Fig. 2B2 shows the neurite lengths from the soma to the growth cones 30 hours after the perturbation as a function of the tubulin diffusion constant. The graph shows that, initially, increased mobility of tubulin causes a larger retraction of the neighboring branch. However, at higher rates of diffusion, the retraction becomes smaller, as both branches can now receive enough tubulin from the soma to grow out. Adding active transport to the model causes a fraction of tubulin to be actively moved into each branch, reducing the competition between the branches (Fig. 2C1). Dashed lines in Fig. 2C1 indicate the scenario where active transport represents a small share of the total transport of tubulin. As can be seen, low active transport also results in retraction of the neighboring branch, similarly to the scenario with only diffusion. The solid lines in Fig. 2C1 indicate growth in a simulation with high active transport. In this case, there is no retraction of the neighboring branch after the perturbation, and both branches keep growing out, although at different speeds. Fig. 2C2 shows the neurite lengths from the soma to the growth cones 30 hours after the perturbation as a function of the rate of active transport. Increased active transport attenuates competition and causes the growth of the two branches to become more similar because tubulin resources are now actively moved to both growth cones.

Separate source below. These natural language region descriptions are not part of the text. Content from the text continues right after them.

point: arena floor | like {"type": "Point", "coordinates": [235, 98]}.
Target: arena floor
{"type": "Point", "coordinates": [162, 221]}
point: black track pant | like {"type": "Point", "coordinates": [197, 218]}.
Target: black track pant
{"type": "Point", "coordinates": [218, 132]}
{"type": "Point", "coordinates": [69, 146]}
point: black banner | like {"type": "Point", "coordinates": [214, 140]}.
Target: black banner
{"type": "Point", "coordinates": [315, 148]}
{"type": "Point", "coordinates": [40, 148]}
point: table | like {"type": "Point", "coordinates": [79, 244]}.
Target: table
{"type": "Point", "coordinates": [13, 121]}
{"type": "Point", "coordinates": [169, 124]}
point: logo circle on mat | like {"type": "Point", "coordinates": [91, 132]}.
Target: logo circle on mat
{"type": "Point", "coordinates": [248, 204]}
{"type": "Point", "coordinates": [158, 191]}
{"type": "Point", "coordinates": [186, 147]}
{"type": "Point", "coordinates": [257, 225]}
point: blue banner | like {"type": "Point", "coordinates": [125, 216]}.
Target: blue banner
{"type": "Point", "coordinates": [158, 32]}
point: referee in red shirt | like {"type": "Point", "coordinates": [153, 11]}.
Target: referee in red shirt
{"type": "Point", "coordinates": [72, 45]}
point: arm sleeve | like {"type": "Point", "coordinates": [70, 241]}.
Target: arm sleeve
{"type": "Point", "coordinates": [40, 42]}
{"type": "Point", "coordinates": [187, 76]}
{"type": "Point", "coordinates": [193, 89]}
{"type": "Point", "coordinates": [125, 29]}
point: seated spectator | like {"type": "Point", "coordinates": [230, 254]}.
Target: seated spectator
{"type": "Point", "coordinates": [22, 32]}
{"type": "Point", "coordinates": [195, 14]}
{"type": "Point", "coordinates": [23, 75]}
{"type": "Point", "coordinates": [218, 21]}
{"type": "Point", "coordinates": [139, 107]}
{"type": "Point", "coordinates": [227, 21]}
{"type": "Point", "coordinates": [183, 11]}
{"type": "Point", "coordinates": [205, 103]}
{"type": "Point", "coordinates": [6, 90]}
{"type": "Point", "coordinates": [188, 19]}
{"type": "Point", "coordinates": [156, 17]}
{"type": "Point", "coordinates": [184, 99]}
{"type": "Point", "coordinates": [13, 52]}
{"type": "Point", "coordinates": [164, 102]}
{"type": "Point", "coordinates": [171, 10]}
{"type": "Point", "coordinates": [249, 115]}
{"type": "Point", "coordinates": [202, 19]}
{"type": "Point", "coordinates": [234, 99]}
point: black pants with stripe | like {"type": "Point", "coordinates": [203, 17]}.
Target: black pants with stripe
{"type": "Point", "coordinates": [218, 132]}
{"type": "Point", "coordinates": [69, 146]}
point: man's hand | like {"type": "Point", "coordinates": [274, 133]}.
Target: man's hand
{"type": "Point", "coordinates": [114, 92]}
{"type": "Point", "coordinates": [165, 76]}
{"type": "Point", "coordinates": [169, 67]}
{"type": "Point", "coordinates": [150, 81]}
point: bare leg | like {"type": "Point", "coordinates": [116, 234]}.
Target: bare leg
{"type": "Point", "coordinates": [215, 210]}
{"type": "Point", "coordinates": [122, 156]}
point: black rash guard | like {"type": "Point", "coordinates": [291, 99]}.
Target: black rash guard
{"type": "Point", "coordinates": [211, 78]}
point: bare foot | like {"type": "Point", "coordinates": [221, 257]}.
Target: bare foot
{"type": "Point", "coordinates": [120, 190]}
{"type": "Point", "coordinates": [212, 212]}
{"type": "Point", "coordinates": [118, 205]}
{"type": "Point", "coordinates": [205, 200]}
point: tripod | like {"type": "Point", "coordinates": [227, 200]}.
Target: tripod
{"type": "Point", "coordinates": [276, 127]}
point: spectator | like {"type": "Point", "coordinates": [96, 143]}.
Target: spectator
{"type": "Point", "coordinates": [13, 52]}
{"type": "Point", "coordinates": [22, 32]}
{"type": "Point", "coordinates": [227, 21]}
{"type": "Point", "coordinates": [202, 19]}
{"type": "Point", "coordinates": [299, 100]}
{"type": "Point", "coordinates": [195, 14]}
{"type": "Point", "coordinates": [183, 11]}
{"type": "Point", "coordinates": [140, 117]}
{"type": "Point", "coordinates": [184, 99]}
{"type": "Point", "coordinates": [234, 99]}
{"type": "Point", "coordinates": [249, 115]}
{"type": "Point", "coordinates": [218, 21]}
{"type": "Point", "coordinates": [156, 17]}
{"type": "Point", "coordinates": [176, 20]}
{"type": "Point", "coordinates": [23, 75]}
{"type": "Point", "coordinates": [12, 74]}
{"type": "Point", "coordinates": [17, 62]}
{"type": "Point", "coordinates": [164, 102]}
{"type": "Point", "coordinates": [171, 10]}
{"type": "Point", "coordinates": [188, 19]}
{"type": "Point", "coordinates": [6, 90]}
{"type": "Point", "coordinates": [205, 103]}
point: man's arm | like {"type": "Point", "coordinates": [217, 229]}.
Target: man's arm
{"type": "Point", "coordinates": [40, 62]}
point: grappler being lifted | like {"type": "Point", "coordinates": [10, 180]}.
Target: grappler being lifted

Finally, the dependence on dA and dB of the growth change in the neighboring branch is shown in Fig. 2D. In general, increased path distance between the source of tubulin (soma) and the sink (growth cone) causes the tubulin gradient to become shallower, which reduces the diffusive flux. For short dB distances, we see with increasing dA an increased competition between the two branches (i.e., a larger retraction in the neighboring branch), because the tubulin influx from the soma into the branches decreases with increasing dA, implying that the modified branch instead needs to recruit tubulin from the neighboring branch. However, when the path distance dB is increased, the two growth cones become more isolated from each other, and the diffusive flux from one neighbor to the other becomes smaller, so competition decreases.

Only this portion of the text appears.